Modeling of geological variables is more complex and of a higher dimension than the target response. An output can be a simple binary response; however, there are many locations and multiple variables creating a high dimension. Embedding into a lower dimension metric space increases the efficacy and efficiency of interpretation and relating the response to geological characteristics (Caers, Park, & Scheidt, 2010). The connectivity distance between realizations could be considered.

Summary

Multidimensional scaling is a practical tool to help understand multivariate data. The embedding of high dimension entities in lower dimensions allows for convenient visualization and other calculations. We could identify clusters, outliers, and gradients. The assessment of these features provides a better understanding of the multivariate system.

References

Barros, G., & Deutsch, C. (2017). Optimal ordering of realizations for visualizations and presentation. Computers; Geosciences.

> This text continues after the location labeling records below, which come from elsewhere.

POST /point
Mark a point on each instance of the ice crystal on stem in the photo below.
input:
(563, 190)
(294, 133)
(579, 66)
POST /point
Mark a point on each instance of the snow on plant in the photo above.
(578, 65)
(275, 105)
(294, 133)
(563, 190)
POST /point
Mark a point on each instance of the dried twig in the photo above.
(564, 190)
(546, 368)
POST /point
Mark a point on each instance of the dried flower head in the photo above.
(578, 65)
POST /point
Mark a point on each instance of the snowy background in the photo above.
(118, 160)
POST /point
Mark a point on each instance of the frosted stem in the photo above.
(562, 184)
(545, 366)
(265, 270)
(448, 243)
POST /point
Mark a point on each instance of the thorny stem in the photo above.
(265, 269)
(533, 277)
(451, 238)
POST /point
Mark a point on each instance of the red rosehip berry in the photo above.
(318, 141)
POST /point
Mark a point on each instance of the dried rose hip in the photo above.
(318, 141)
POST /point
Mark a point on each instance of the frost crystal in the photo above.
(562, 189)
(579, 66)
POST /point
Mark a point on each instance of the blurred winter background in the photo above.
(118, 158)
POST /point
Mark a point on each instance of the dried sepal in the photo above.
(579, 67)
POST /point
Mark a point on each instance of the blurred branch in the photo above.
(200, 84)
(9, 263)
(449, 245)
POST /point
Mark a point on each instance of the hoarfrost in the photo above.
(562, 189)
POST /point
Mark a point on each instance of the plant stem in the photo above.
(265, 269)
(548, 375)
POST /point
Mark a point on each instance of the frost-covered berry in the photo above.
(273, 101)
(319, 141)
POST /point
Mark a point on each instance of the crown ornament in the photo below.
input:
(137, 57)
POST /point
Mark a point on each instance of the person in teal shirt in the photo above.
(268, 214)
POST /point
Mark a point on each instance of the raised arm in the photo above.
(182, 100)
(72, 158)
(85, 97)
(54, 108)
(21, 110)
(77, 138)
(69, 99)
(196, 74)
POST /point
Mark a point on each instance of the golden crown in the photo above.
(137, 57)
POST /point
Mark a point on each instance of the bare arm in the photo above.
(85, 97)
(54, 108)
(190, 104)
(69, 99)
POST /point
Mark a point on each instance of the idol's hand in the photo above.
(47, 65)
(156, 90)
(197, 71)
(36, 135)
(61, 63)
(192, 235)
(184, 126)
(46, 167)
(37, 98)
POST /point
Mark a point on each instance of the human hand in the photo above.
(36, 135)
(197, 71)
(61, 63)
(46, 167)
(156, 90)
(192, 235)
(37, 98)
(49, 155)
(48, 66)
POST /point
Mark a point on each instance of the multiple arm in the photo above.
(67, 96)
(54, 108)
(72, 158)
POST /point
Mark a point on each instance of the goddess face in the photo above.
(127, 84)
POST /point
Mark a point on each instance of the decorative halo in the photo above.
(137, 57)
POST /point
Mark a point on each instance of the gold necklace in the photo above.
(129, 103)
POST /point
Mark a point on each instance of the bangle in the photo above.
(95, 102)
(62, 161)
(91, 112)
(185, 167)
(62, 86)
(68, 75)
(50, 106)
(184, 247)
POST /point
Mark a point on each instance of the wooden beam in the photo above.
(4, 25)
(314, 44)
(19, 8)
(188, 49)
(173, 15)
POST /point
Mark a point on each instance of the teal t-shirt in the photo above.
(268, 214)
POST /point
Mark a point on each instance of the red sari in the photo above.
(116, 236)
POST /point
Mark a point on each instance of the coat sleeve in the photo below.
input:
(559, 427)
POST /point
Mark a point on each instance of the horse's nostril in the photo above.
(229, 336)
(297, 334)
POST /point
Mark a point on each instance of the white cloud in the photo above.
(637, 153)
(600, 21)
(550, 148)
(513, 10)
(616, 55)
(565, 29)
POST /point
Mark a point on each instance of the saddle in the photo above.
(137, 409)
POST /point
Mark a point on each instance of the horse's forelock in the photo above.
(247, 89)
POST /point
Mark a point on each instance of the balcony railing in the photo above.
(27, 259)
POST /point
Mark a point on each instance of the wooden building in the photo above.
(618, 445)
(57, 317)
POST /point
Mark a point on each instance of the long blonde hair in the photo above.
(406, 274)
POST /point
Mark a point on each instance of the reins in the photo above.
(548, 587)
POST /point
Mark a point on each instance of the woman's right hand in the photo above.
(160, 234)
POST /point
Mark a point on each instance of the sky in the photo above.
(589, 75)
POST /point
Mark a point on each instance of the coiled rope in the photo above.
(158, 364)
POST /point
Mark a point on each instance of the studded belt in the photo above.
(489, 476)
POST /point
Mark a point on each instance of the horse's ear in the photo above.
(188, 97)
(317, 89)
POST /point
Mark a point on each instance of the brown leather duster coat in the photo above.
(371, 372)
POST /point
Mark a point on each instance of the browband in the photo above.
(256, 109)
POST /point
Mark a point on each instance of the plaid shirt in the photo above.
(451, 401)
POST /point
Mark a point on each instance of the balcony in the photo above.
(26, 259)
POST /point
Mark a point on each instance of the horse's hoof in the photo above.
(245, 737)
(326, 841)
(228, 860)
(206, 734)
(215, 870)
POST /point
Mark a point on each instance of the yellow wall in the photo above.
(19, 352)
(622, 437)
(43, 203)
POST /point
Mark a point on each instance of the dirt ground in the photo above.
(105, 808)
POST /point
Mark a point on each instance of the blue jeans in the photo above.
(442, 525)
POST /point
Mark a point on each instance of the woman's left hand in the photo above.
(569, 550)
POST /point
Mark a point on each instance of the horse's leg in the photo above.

Boisvert, J. (2010). Geostatistics with locally varying anisotropy (PhD thesis). University of Alberta.

Caers, J., Park, K., & Scheidt, C. (2010). Modeling uncertainty of complex earth systems in metric space. In W. Freeden, M. Z. Nashed, & T. Sonar (Eds.), Handbook of geomathematics (pp. 865–889). Berlin, Heidelberg: Springer Berlin Heidelberg.

Cox, T., & Cox, M. (2001). Multidimensional scaling (Vol. Second Edition). Chapman & Hall/CRC.

Falck, H., Day, S., Pierce, K., Rentmeister, K., Ozyer, C., & Watson, D. (2012). A compilation of heavy mineral concentrates: Results from stream sediment samples collected 2007-2010, mackenzie mountains, nwt. Nwt open report 2012-001, Northwest Territories Geoscience Office.

Izenman, A. J. (2008). Modern multivariate statistical techniques (p. 731). Springer.

Kruskal, J. B. (1964). Multidimensional scaling by optimizing goodness of fit to a nonmetric hypothesis. Psychometrika Volume 29, issue 1.

Pedregosa, F., Varoquaux, G., Gramfort, A., Michel, V., Thirion, B., Grisel, O., … Duchesnay, E. (2011). Scikit-learn: Machine learning in Python. Journal of Machine Learning Research, 12, 2825–2830.

Shepard, R. (1962). The analysis of proximities: Multidimensional scaling with an unkown distance function. i. Psychometrika Volume 27, Issue 2.

Torgerson, W. (1952). Multidimensional scaling: I. Theory and method. Psychometrika, Volume 17, Issue 4.